Good news that hides a major failure

This week something happened that hadn’t happened for a long time: the political parties have agreed on something. That something is a law to better support and care for people with Amyotrophic Lateral Sclerosis (ALS) using public resources.

This is great news, which has been celebrated with great joy by patients, their families, and those who cared for other people who died from this aggressive neurodegenerative disease with no cure. However, and sharing this joy, I wonder if the fact that there is an ALS law means that the welfare state has failed. We have a universal health system and a dependency law with benefits according to the degree of autonomy. How broken is this system if it has not been enough to support people with ALS and their families?

Well, it is that simple: it takes an average of 324 days to resolve a dependency benefit from the time it is requested. 111 people died a day last year while waiting. Furthermore, the maximum time for home help covered by the law is two and a half hours a day for the severely dependent. Is that feasible for someone who cannot get out of bed, shower or eat independently?

The ELA law is still only a piece of paper signed by parliamentary groups. When it is approved by Congress and the Senate, a process that is expected to be completed in October, it will recognize new rights.

  • A maximum period of three months to approve resolutions for patients with ALS or other serious, irreversible and rapidly evolving neurological processes
  • Continuous 24-hour care for those who need it
  • Support for contributions to caregivers who have had to leave their jobs
  • Or you help people who are electrodependent.

Here are all the changes explained one by one, although the text still has to go through a period of amendments and it is possible that there will be some modifications.

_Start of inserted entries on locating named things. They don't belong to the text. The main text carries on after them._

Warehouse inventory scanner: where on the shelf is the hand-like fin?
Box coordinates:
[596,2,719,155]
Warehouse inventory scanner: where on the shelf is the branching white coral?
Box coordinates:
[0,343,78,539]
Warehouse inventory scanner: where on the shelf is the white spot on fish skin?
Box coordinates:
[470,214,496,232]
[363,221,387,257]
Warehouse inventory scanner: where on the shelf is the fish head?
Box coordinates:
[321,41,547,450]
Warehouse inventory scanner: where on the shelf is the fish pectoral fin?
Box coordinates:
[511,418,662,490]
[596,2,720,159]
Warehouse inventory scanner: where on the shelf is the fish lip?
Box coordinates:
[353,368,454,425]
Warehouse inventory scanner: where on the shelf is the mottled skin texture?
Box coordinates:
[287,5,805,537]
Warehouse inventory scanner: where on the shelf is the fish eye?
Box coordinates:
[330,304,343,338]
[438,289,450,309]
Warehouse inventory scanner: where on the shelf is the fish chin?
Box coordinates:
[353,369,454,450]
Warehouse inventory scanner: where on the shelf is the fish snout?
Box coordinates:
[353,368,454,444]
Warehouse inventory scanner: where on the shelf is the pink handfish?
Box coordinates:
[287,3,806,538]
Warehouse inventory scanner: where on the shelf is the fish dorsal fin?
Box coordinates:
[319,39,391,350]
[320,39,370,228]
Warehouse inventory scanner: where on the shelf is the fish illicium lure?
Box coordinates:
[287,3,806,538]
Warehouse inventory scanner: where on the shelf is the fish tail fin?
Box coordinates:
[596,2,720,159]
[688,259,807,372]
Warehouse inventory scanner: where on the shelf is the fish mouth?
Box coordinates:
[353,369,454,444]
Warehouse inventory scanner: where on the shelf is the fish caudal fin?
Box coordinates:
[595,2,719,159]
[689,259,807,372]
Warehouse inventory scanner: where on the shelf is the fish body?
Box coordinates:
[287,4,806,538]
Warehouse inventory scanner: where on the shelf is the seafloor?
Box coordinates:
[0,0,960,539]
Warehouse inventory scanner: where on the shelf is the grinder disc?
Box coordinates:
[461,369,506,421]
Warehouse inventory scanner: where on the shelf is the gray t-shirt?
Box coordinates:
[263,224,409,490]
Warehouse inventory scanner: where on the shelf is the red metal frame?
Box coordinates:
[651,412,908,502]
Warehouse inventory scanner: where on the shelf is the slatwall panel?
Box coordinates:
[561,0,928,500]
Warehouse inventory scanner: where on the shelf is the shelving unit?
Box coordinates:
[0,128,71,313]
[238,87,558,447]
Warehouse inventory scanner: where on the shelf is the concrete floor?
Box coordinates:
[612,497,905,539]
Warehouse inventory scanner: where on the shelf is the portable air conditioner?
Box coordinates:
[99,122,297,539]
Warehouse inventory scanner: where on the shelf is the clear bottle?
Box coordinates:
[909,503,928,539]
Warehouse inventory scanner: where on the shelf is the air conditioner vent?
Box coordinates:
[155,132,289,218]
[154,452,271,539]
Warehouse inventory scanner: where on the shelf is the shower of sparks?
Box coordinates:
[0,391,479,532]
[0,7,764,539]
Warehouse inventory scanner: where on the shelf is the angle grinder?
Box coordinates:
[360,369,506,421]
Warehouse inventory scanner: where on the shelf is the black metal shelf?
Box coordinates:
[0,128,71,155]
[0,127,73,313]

We still don’t know how much investment all this will require. Neither do the associations. “We have calculated that implementing the law would cost 200 million euros annually, but there is no commitment with either the groups or the Government in the economic aspect, it is a point that is not up to us,” Fernando Martín, president of conELA, told me. His father died in 2019 as a result of the disease. The interview is interesting because he tells us some little-known things about the negotiations in Congress, such as how the deputies reacted after Juan Carlos Unzué’s argument in February. From that moment on, the conversations ran like Formula 1.

In this link The entire conversation is here, it’s worth it.


While you were doing other things…

  • How does the brain change during pregnancy? It loses gray matter and improves its connectivity, According to a study.
  • Antibiotic resistance It is a very big problemIf we do not remedy it, it is estimated that it could kill 208 million people between now and 2050, directly and indirectly.
  • The suicide of a director of the public company Mercasa after suffering harassment is a work accident. The Supreme Court has recognized it.

Goodbye to low-emission zones

It’s like Groundhog Day. First the PP was the victim of its own appeal when they were in opposition. And once they had tried to fix it, swallowing the promises that raised José Luis Martínez-Almeida to the mayoralty of Madrid, Vox arrived and once again knocked down the low-emission zones. Santiago Abascal’s party, a climate crisis denier, celebrated it with a simple but insane video that only says one thing: Do you like driving?

In the legal appeals to end these measures, which have been proven to reduce pollution and therefore premature deaths from exposure to smoke emitted by cars, a tricky argument repeatedly appears: that lower incomes cannot join the ecological transition for economic reasons. In other words, they cannot change their car from 2000 that today cannot enter the city because it pollutes too much. However, these groups with less economic capacity are those who suffer the most from pollution and those who use the private car the least, reserved for higher incomes. My colleague Raúl Rejón explains the paradox very well. in this article.